In the same way that last night's movie had a lot going for it, this ceremony had a ton going against it:

* It started at 9:00 a.m. on a Saturday, so I had less than four hours of sleep and walked onto the field already pissed at losing the benefits of my best sleep night.

* It was outdoors. Though overcast and cooler than most end of May days, the weather still verged on hot and was often muggy.

* My back is still sore and far from fully healed, and I had to sit in lousy chairs or the bleachers. (We went for the bleachers, and with a hurt back it sucked about as much as you'd expect. At least I got to sit on the ground level, so I could periodically get up and walk around.)
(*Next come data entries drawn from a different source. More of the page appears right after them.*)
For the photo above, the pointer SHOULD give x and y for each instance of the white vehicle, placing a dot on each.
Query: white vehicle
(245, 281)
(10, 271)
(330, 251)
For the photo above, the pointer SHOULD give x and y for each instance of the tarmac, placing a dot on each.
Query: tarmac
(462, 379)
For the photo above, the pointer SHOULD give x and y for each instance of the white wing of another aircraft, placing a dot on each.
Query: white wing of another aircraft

* Neither of my kids was graduating, so I had no family stake in the outcome.

Despite all that, I found the event far better than I had expected. Several moments were downright touching, the speakers were decent or better, and the fact that one of the seniors is one of Sarah's very best friends gave me someone to cheer for.
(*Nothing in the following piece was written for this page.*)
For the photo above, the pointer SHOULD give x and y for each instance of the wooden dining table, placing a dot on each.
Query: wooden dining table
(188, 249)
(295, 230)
I actually quite enjoyed the address of Dr. Benjamin Bernard Dunlap, the President of Wofford College and the main speaker. He was erudite, funny, had enough of value to say that those listening might get real value from his speech, and he kept it reasonably short. Even the two student speakers did good jobs.

The most moving moment, though, was a part of the ceremony that may sound trite: each senior took a rose and presented it to his or her mother. Seeing all these young men and women hug their moms, watching the expressions on the faces of the moms and their kids, and having a clue from Rana's countless hours doing school-related things for the kids about how much moms make schools work gave me a stronger than ever understanding of what so many of these women have sacrificed for their kids. (Yes, I find it vaguely annoying that there's no corresponding event for the dads, but as Chris Rock observed, we get the big piece of chicken and that's about it.) I know that no single moment can ever repay eighteen years of work and sacrifice, but these moments do count. They do help. The moms deserve them, and this one was lovely.

The rose ceremony even made me wish someone at my high school had made me give a rose to my mom. Most of my eighteen-year-old self would have hated it, but I like to think that some small part of me would have realized even then just how much she gave up to get me to that point in life. I sure realize it now.